I was moved and encouraged – apparently I inspired both fear and hope in my time with these leaders.  More importantly I was learning to hold apparently opposite or mutually exclusive views of reality in a dynamic tension.

Conclusion

Parables or stories connect with the experience of those who sit every Sunday in church chairs.  Parables and stories offer a lens for dynamic reflection.  Stories and reflection are a launching point for many more insights.

  1. Highly effective leaders exercise awareness of how their denomination, agency or congregation assign and use power.  Leaders who lack this awareness end up trampled to death. The leader who is unaware of their power will trample to death those he/she leads.  All good leaders have a tool kit of influence, authority and power.  Power is the last of the tools a leader should use.  Those leaders who abuse the use of power are like a rogue elephant. The destruction caused by rogue elephants and toxic leaders motivates people to end the threat of damage by changing churches or eliminating the threat by getting rid of the pastor.
  2. Highly effective leaders exercise self-awareness and situational awareness.  There are times all leaders must act like eels.  Recognize however that change management requires an awareness of the fear change engenders. Inexperienced leaders scare the congregation to death resulting in disengagement and turn over. Neither alternative generates long-term fruitfulness in ministry. Great leaders understand that change is only as effective as a shift in how people see their situation.  If the perspective in the church chair does not shift then the change has not taken place.
  3. Highly effective leaders work to redefine reality.  They work with an “opposable mind” that lives between eternity and the present and discovers new alternatives and inspire the congregation with the possibilities inherent in seeing a problem or challenge from a biblical perspective.

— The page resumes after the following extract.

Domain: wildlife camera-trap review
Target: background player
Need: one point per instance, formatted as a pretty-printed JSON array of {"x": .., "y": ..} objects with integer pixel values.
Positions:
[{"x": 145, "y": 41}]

Pastors and congregations I work with often become my mentors and teachers. Part of the delight I have in leading rests in the influence I exert but the greater joy rests in the exposure I have to new insights and learning from the lives of those I have the privilege to serve.  What are you learning from the people sitting in your church chairs?

Dr. Ray Wheeler is the Director of Global sales for Bertolini Inc and an adjunct instructor in cross-cultural leadership, church growth and ethics at Bethesda University California in Anaheim, California and Azusa Pacific University in Azusa, California.


[1] Roger Martin, “How Successful Leaders Think,” Harvard Business Review, June 2007, 60-67.